I pochi oggetti simbolici al centro della scena e le figure scure e immobili degli attori, la brillantezza delle vesti bianche delle attrici, contrastate dalla luce spettrale del fondale, vanno a formare una composizione nitida e armonica ricca di suggestioni.
Attraverso le proiezioni digitali, costruite sulle musiche e sulle danze degli attori, lo spazio scenico si trasforma in spazio dinamico andando ad enfatizzare i movimenti, i suoni e i colori quali protagonisti della scena stessa. Il fondale s’illumina, arde, danza, costruisce geometrie, si nasconde parzialmente. Tutto si muove all’unisono: gli attori, la musica, il fondale formano un vero concerto di ritmi e di forme geometriche.

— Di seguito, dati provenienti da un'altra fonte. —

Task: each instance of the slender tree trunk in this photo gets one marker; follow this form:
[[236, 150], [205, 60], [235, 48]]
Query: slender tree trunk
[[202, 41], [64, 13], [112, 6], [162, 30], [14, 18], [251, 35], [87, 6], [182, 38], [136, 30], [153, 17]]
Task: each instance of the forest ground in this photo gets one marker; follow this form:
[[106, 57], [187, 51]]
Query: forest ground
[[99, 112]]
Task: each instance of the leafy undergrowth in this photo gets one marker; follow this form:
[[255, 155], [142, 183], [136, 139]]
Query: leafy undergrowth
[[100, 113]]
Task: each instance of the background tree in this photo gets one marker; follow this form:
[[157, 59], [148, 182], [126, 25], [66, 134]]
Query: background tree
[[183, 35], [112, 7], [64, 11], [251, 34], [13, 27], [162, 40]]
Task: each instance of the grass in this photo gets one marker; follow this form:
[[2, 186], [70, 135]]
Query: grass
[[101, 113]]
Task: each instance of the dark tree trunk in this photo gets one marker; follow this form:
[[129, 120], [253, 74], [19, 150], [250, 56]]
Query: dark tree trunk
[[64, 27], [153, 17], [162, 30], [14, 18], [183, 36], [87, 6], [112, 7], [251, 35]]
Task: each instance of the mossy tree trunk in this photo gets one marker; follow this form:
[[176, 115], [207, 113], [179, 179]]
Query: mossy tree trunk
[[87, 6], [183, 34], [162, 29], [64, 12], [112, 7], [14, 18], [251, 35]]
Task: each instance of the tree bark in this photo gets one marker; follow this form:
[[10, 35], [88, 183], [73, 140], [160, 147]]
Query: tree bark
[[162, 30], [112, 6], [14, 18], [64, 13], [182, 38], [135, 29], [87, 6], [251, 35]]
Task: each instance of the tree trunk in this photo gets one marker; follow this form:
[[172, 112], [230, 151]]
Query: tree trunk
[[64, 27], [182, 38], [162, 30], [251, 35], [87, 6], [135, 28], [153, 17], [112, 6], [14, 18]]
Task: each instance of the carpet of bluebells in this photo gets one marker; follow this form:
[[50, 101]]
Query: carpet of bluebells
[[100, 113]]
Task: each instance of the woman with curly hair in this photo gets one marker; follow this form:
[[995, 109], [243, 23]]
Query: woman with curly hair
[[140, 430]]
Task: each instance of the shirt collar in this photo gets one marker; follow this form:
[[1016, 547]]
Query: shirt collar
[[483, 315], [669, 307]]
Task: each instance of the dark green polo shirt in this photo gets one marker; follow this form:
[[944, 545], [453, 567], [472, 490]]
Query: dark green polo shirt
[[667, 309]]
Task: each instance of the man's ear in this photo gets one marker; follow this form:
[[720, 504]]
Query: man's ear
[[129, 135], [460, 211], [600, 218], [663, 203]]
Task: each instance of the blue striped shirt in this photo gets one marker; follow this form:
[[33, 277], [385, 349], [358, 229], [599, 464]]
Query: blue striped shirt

Lo spettacolo è liberamente tratto dalle “Laudi” di Jacopone da Todi, il “Detto d’amore” e il “Fiore” di Dante Alighieri.
Un allestimento culturalmente molto importante che ha messo in diretto contatto gli attori con la lingua del 1200, aiutati in questo dal professor Walter Valeri (docente di storia del teatro presso la Harvard University, USA.) che, insieme con Fabiola Crudeli, ha realizzato l’adattamento e la regia.
Un testo, così crudelmente umano, di cui si è cercato di mantenere il senso religioso: un doppio filo che lega l’uomo e il divino, in un rapporto di reciproca necessità.
La scelta musicale accompagna il percorso di Jacopone alla conversione.
Lo spettacolo nasce come laboratorio realizzato nell’ambito della 5° edizione del Cantiere Internazionale Giovani, Forlì ed è stato rappresentato il 25 novembre 2004 al Teatro Bonci di Cesena, in Prima Assoluta.